Diary of Writing Italy’s Sorrow

College Park, 10 November 2005
Went straight to NARA (the National Archives) in the morning.  As usual with anywhere official in America, it takes twenty minutes just to get through security.  On the one hand, NARA is brilliant. The facilities are good and they have huge and fast photocopying machines and allow digital photography.  On the other, it’s truly awful.  The staff are, by and large, sullen and unhelpful, and the means of ordering documents is mind-bogglingly confusing and incomprehensible.  Moreover, you can only order documents at certain times of the day, so very careful management of time is required.  Anyway, I just about managed to look up and order a number of documents which I can at least keep out for a few days.  Specifically, these are OSS files and files relating to the 88th and 92nd Infantry Divisions.

It was to see a former member of the 92nd Infantry Division that I headed off at lunchtime.  Albert Burke lives in an almost entirely black suburb of northern Washington DC and fortunately not so very far from NARA.   I wondered whether I should bother addressing the 92nd Division in the book, as it is a thorny issue and in doing so I could be opening a whole bag of worms I should have left well alone.  But the 92nd Division did play a significant role in the campaign and they were the first all-black combat unit to see action in the war.  In a nutshell, the issue is this: at the time, and for some years afterwards, they were seen as a massively underperforming unit, whose men were all too quick to turn and run the moment the going got tough.  Recently, however, in these more politically correct times, this view has changed, with a number of books coming out refuting the claims as little more than flagrant racism. 

Albert Burke seemed to be quite frank about his experiences.  From Ohio, he grew up with little racism around him and admits he was shocked at the level of discrimination on show when he joined the embryonic 92nd.   Most of the officers were white, southern and clearly racist.  He admitted the division did under-perform but pointed out that unfortunately, losses once in the front line could not be replaced quickly enough and so under-trained troops from the US were hurried out before they were ready.

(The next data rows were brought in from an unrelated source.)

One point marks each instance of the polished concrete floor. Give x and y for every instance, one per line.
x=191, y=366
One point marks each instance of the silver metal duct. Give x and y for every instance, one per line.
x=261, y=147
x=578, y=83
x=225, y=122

This strikes me as very likely.  The experience of the 92nd also seems to me to be very similar to that of the 34th Red Bull Division, who were hopeless when they were first flung into action in Tunisia.  The US Army grew exponentially in the first years of the war, from 220,000 in 1939, to 13 million in uniform by 1945.  Whole divisions were born, trained and shipped out to fight as one; there wasn’t that core of experience that most British Army units could call on.  Training was insufficient, (often recruits never saw tanks or artillery until they reached the front line), and so it is unsurprising that they were underachievers to start with.  In war, the best training is experience – the 34th went on to achieve great things after their faltering start, as I’m sure the 92nd would have done too had they had longer at the front. 

Anyway, Albert Burke became Divisonal HQ Staff Sergeant and was therefore at the very heart of the 92nd.  He found it very emotional talking about it all and repeatedly broke down.  I kept telling him it was OK, that he didn’t have to go on, but he insisted he wanted to.  He was a lovely fellow, and I felt terrible for making him relive what was clearly such a difficult time for him.